Être jeune en 2021 : Pour toi, qu’est-ce que ça veut dire d’être jeune en 2021 ? Comment as-tu vécu le confinement et les restrictions actuelles liées à la situation sanitaire ?

Nous n’avons pas les mêmes responsabilités que les autres générations. Beaucoup de jeunes sont dans l’écologie, je trouve ça bien, mais je me demande si ce n’est pas dû à une prise de conscience forcée. Toute cette pression est mise par l’ancienne génération : « vous ne suivez pas le bon chemin ». Ce n’est pas si facile que ça d’être jeune actuellement, d’autant plus avec la COVID. Non pas que ça ne l’était pas à l’époque, mais ce sont deux mondes complètement différents et je parle de ce que je connais, ce que je vois, je ne connais pas le passé. Moi ça m’a flingué deux ans de ma vie sur la vingtaine alors que ce sont les plus belles logiquement. On nous a laissé un monde tel quel, la terre va manquer de ci, de ça, il va falloir trouver des solutions. C’est aux jeunes de les trouver parce qu’ils sont l’avenir…

« Il faut arrêter de nous prendre pour des imbéciles et s’étonner après que l’on devienne égoïste. »

As-tu un rêve, une raison d’espérer pour toi/pour ton quartier et ses habitant·e·s ?

J’en ai plusieurs, mais finalement ils sont tous reliés à une chose, l’argent. Les gens qui disent que l’argent ne fait pas le bonheur, c’est faux. Je rêve d’avoir une situation stable financière pour sortir ma mère de cette cité. Désolé pour les gens qui y habitent et qui l’aiment bien. Je peux le comprendre, car le fait que les gens soient rassemblés et partagent les mêmes problèmes… Il y a cette cohésion malgré nous qui se crée. Les gens sont très familiers, soudés. Donc je peux comprendre qu’ils aiment bien habiter ici. Mais quand je vois l’état de l’appartement, ce n’est pas possible…
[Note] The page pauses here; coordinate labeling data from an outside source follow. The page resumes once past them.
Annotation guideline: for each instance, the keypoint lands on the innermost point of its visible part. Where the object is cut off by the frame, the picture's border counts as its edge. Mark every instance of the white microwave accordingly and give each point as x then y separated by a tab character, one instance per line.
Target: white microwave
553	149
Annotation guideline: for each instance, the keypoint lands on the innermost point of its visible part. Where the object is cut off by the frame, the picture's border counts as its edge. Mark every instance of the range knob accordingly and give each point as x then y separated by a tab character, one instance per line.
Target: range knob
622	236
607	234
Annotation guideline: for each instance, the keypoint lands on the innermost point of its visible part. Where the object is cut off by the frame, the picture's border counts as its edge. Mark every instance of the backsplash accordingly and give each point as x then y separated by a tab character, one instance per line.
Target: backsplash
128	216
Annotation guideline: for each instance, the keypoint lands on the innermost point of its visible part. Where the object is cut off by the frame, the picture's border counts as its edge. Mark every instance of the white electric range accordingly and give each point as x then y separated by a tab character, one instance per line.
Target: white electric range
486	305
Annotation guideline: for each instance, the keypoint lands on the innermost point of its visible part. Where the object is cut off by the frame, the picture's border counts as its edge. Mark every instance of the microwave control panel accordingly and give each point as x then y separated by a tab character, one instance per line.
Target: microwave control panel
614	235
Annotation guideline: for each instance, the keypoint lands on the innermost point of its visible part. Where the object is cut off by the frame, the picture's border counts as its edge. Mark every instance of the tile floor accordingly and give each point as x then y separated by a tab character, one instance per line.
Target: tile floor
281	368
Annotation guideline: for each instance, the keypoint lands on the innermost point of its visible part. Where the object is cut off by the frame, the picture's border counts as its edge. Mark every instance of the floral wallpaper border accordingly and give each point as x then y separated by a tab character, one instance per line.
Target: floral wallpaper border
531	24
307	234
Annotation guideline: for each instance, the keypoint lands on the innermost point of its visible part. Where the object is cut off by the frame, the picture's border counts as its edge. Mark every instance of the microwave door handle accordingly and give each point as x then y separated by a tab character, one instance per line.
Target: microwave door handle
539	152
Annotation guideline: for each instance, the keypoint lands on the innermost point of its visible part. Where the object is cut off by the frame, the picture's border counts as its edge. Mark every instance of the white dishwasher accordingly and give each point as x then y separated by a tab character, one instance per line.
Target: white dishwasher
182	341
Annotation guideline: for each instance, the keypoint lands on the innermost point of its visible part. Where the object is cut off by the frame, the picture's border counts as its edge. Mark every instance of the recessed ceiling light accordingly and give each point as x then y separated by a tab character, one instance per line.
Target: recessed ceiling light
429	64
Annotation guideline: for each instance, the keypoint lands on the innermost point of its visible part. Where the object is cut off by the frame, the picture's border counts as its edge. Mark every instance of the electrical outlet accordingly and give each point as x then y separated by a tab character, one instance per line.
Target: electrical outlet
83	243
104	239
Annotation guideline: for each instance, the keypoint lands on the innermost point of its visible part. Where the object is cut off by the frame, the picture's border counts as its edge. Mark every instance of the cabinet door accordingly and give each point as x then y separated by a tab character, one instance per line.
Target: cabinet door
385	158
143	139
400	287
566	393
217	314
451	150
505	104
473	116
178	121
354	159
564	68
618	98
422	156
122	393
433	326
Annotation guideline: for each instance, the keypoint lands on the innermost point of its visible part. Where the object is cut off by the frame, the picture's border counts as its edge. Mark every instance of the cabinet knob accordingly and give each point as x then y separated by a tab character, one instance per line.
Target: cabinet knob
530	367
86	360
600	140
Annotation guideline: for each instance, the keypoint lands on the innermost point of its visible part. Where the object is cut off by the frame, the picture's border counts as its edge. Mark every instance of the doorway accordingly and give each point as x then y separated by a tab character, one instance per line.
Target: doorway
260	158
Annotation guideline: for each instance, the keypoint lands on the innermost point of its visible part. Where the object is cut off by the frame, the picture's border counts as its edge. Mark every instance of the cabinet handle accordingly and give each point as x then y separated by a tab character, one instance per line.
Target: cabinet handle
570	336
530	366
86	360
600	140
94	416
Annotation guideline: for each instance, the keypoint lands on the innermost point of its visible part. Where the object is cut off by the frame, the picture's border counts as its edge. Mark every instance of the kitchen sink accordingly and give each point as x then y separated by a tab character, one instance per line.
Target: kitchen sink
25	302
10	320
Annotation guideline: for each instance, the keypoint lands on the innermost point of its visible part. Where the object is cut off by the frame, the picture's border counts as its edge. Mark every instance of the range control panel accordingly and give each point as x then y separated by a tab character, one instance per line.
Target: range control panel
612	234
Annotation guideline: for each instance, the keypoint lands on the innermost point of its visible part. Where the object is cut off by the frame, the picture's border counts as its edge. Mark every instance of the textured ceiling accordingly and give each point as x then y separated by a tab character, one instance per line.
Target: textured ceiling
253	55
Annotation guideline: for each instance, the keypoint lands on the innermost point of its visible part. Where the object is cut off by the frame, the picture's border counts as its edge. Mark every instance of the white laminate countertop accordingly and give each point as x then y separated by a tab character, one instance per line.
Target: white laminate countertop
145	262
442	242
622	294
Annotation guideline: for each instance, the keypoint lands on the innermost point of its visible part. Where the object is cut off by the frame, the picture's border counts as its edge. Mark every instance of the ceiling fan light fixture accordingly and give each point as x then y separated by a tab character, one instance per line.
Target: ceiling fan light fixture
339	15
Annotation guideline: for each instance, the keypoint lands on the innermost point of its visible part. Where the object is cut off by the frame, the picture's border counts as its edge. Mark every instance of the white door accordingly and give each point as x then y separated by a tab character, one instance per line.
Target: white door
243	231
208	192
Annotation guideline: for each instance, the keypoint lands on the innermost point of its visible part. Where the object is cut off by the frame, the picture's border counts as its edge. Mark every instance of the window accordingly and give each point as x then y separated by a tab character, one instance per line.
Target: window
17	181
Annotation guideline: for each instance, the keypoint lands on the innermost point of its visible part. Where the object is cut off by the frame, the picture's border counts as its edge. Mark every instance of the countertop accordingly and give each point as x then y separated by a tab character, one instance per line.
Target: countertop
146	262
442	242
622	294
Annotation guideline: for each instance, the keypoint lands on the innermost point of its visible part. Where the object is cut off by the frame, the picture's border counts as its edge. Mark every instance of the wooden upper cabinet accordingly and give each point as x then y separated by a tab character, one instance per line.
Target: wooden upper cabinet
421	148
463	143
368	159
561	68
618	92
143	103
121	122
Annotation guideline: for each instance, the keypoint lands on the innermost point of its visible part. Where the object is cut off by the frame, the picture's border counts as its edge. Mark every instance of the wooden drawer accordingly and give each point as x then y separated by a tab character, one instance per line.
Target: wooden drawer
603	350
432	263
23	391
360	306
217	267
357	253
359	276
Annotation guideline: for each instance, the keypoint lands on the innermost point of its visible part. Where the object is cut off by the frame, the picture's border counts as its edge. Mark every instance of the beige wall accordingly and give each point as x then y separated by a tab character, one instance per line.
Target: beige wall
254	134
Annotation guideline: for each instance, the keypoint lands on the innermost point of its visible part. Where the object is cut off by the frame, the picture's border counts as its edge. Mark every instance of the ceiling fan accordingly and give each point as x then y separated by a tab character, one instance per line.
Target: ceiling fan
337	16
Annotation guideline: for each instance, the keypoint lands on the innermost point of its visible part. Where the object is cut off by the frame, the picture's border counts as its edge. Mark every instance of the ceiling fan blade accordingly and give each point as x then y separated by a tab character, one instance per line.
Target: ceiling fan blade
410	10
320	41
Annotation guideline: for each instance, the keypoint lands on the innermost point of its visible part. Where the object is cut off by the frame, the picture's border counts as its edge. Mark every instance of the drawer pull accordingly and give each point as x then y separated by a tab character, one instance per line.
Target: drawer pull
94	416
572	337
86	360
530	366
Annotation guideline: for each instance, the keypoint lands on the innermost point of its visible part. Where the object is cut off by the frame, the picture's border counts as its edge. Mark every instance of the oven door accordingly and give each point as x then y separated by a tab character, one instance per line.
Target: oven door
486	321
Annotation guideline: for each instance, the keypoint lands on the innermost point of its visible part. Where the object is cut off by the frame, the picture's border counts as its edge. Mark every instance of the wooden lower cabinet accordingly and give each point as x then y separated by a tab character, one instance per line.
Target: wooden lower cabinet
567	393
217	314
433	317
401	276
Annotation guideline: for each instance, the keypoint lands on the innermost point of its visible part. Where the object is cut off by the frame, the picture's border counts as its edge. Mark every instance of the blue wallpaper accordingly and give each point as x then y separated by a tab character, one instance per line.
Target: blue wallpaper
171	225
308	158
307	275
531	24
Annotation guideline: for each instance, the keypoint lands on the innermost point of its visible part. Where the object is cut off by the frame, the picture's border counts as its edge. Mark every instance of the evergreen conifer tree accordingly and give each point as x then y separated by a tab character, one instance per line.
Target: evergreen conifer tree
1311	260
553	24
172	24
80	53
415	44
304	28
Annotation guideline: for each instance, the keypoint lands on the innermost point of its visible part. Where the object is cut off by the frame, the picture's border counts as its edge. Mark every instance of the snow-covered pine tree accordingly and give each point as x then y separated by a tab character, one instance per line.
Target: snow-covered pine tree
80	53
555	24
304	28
Dans les quartiers, je pense qu’il faudrait essayer de venir sur le terrain, de comprendre les jeunes. Arrêter de proposer des solutions inadaptées sans voir le fond du problème, de ne repeindre que les façades. C’est comme se réjouir de voir qu’un arbre a poussé sans regarder la racine. Le fond du problème, c’est que les habitations ne sont vraiment pas décentes. C’est énervant de voir que les gens veulent s’impliquer tout en étant le plus loin possible. Il faut arrêter de nous prendre pour des imbéciles et s’étonner après que l’on devienne égoïste. C’est ça qui me révolte. Je ne veux pas que ma mère galère jusqu’à la fin de ses jours. C’est pour cela que je ne prends pas le temps de m’engager sur l’écologie. J’ai mes problèmes à gérer. Même si ce sont des petits problèmes à l’échelle de la terre.